NOTE: If you want to **save** this notebook in your Google Drive, please go to "File" menu on top left corner of the notebook, then select "**Save a Copy in Drive**"

After saving, you can find the saved notebook in GDrive under "Colab Notebooks" folder

#Objective:
In this notebook, you will learn how to install PyCaret Python library and understand how to train and evaluate a machine learning model using PyCaret.

For this notebook, we use **Pima Indian Diabetes** Dataset, originally from the National Institute of Diabetes and Digestive and Kidney Diseases, contains information of **768 women** from a population near Phoenix, Arizona, USA.
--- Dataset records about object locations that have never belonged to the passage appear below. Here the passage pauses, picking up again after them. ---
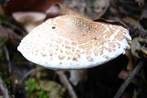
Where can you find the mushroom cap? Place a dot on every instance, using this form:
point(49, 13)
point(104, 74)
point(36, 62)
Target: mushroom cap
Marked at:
point(24, 17)
point(74, 42)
The outcome tested was Diabetes,

*   258 tested positive
*   500 tested negative

Therefore, there is one target (dependent) variable and the 8 attributes (TYNECKI, 2018):
* pregnancies
* OGTT(Oral Glucose Tolerance Test)
* blood pressure
* skin thickness
* insulin
* BMI(Body Mass Index)
* age
* pedigree diabetes function.

The Pima population has been under study by the National Institute of Diabetes and Digestive and Kidney Diseases at intervals of 2 years since 1965. As epidemiological evidence indicates that T2DM results from interaction of genetic and environmental factors, the Pima Indians Diabetes Dataset includes information about attributes that could and should be related to the onset of diabetes and its future complications.

Exploratory analysis of the dataset can be found here https://www.kaggle.com/code/gauravduttakiit/diabetes-prediction-with-pycaret/data

# Installing PyCaret

In [None]:
#Important Note: Please rerun this cell, if you got any error.
!pip install pycaret

Collecting pycaret
  Downloading pycaret-3.2.0-py3-none-any.whl (484 kB)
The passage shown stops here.